From Shanties to School: A Silent Movement by Manimala Roy, Konark, Rs 650. Amazon

The irony is that the globalized economy, which is responsible for the impoverishment of rural communities necessitating migration, may also create newer employment opportunities for the migrants. It is in the context of these new opportunities that Roy sets out to assess the educational and occupational aspirations of the migrants, constructing hypotheses to empirically observe and analyse the objectives of the study. Her findings show that there are no significant differences between the educational and occupational aspirations of the migrant children and their parents, or between those of migrant and non-migrant communities. Interviewed school teachers confirm substantial increase in admission requests from migrant children.

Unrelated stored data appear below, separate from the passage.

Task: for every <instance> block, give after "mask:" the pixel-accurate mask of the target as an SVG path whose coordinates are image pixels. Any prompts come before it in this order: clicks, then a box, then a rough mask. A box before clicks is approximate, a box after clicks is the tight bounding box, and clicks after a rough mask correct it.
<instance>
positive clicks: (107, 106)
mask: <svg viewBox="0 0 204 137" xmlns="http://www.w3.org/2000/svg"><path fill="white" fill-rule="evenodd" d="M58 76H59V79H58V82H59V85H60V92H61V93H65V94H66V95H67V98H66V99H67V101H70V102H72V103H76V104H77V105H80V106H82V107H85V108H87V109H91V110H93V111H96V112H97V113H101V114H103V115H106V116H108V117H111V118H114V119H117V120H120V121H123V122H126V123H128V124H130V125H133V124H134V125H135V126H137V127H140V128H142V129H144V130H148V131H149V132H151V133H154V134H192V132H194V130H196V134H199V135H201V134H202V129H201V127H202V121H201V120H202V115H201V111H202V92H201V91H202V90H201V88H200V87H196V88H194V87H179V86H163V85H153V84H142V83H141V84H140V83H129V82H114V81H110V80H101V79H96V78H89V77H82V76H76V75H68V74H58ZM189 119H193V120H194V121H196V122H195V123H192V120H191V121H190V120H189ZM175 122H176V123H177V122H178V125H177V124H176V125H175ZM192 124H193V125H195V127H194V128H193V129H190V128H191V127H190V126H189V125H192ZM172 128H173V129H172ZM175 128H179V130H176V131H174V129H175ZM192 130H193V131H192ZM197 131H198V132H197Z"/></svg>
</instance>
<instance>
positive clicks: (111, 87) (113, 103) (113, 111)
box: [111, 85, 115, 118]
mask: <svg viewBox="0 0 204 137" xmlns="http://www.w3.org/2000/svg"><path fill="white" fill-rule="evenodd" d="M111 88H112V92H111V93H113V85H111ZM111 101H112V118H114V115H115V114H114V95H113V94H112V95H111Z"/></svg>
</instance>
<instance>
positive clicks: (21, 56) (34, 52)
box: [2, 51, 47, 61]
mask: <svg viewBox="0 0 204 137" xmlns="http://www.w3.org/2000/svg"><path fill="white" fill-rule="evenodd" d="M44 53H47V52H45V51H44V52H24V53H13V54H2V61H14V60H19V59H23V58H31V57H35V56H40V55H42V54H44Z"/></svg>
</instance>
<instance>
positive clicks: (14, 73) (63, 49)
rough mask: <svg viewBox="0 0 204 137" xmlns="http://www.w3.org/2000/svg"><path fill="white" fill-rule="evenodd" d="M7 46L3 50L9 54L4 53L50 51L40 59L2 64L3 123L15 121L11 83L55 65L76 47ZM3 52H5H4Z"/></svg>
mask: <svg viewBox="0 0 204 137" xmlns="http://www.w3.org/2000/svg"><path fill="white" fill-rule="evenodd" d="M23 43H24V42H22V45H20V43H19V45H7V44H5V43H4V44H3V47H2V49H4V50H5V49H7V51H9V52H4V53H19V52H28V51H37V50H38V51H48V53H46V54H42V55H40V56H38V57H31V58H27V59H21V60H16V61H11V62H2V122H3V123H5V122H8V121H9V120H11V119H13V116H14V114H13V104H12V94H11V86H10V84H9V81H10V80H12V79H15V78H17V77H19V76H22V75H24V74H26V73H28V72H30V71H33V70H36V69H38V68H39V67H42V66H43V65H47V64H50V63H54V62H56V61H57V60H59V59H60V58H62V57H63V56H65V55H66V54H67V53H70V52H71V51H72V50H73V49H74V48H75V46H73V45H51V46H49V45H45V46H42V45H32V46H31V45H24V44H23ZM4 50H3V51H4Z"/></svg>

However, this study also suggests several limitations that ought to be kept in mind. For one, this study is limited to Delhi where, as Roy notes, the wages and indices of development are much higher than the national average. One wonders what the findings would be in cities and towns. Secondly, as Roy also points out, the quality of education in schools leaves much to be desired. Indeed Emmerich Davies alerts us to a new concern about the “growing demographic bulge” of large numbers of poorly educated young adults exiting the school system and entering the workforce. Thirdly, Roy has not delved deep into the gendering of education although she has cited literacy and enrolment rates among girls and boys, noting that there aren’t any significant differences in the educational and occupational aspirations of boys and girls. She does flag off the contradiction apparent in the appallingly low sex ratio along with high rates of violence against women in a city with an impressively high female literacy rate but she has not probed the impact of this contradiction in the access to educational opportunities among boys and girls. Another significant lacuna is how caste status — particularly in the case of Dalit children — affects educational aspirations and access to education.